John H. Martindale

John H. Martindale

1815-1881

Attorney General of New York, 1866-1867

John Henry Martindale was born in Sandy Hill, Washington County, New York, on March 20, 1815. He graduated from the United States Military Academy at West Point in 1835, was appointed a brevet second lieutenant, and served in the Mexican War. The following year, he resigned from the Army to study law, was admitted to the bar in 1838, and commenced practice in Batavia, New York.

Martindale was the District Attorney of Genesee County from 1842 to 1846, and from 1848 to 1851. His career was most notable for his advocacy for the Tonawanda Native American tribe of Western New York, and his representation of John Blacksmith, who sued agents of the Ogden Land Company when he was forcibly evicted from his sawmill by the Company’s agents.
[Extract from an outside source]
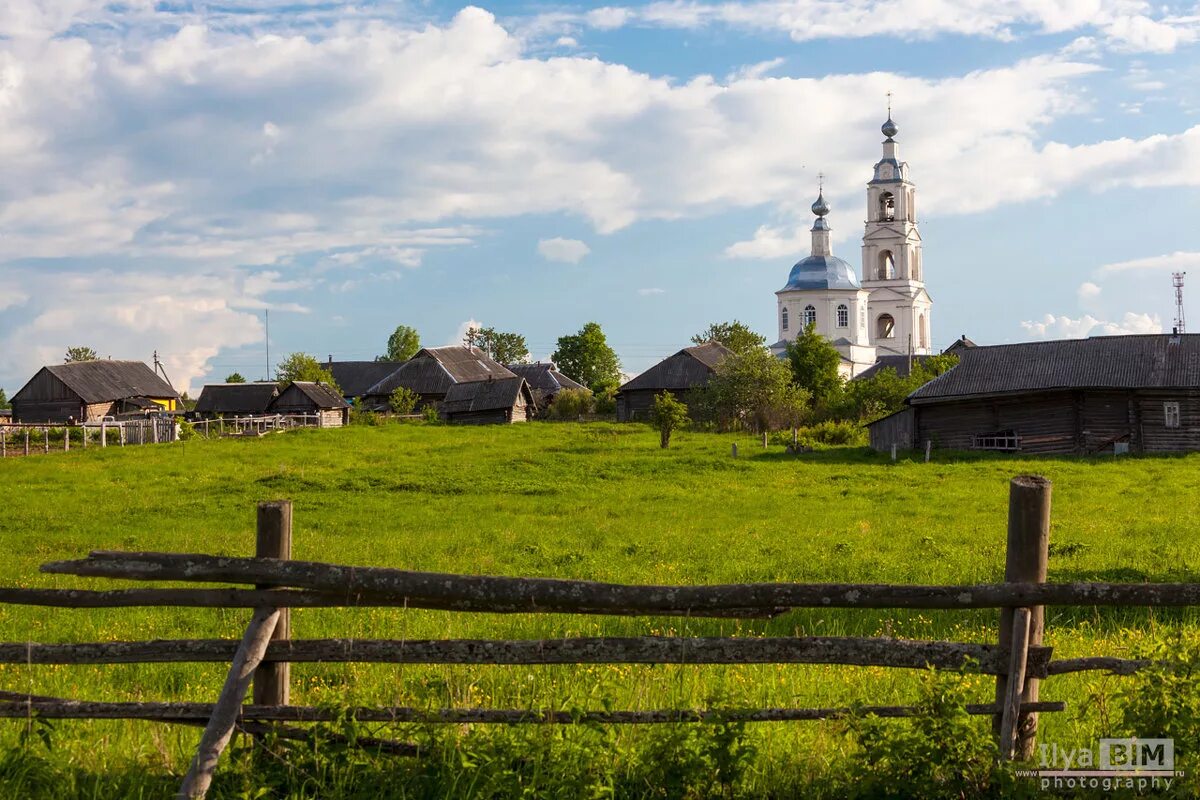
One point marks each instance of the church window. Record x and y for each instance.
(1171, 414)
(887, 265)
(885, 328)
(887, 208)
The case was decided in favor of Blacksmith. Martindale continued his representation during the appeal to the New York Court of Appeals and, subsequently, to the United States Supreme Court (Fellows v. Blacksmith, 60 U.S. [19 How.] 366 [1857]). Justice (and former Judge of the New York Court of Appeals) Samuel Nelson delivered a unanimous opinion in favor of Blacksmith, affirming the New York Court of Appeals decision in the case. In a second Seneca case (New York ex rel. Cutler v. Dibble, 62 U.S. (21 How.) 366 [1858]), the Supreme Court of the United States upheld the decisions of the New York Courts that held constitutional the 1821 New York statute that prohibited non-Indians from settling or residing on lands belonging to or occupied by the Seneca and provided that the County Court should issue a warrant directing the sheriff to remove such persons.

In August 1861, Martindale was commissioned a brigadier general of volunteers in the Union Army, and participated in all the battles of the Peninsula Campaign in V Corps. After the retreat from Malvern Hill, he was brevetted a major general of volunteers, and appointed Military Governor of Washington, D.C., a post he held from November 1862 to May 1864. While commanding the Military District of Washington in January 1863, General John H. Martindale informed a Maryland slaveholder that he was prohibited from surrendering fugitives, but was required to extend military protection to all fugitives as “Captures of War,” and slaveholders sustaining losses could apply to Congress for compensation.

Afterward he returned to field service, fighting with the XVIII Corps in the Bermuda Hundred Campaign, the Battle of Cold Harbor and the Siege of Petersburg, commanding the corps briefly in mid-July 1864. In September 1864, he resigned his commission because of ill health.

John H. Martindale was elected New York State Attorney General and held office during the years 1866 and 1867. In 1877, one of his clients tried to shoot him at his law office in Rochester, New York.

John Martindale died in Nice, Alpes-Maritimes, France, and was buried at the Batavia Cemetery in Batavia, New York.

 

Sources

The Death List of a Day: A Gallant Soldier and Able Lawyer Gone. New York Times, December 14, 1881.

Laurence M. Hauptman. Tonawanda Senecas’ Heroic Battle against Removal (2011).

Robert Harrison. Washington during Civil War and Reconstruction: Race and Radicalism (2011).

An Enraged Client: The Attempt of John G. Manning to Murder Gen. J.H. Martindale in Rochester. New York Times, November 26, 1877.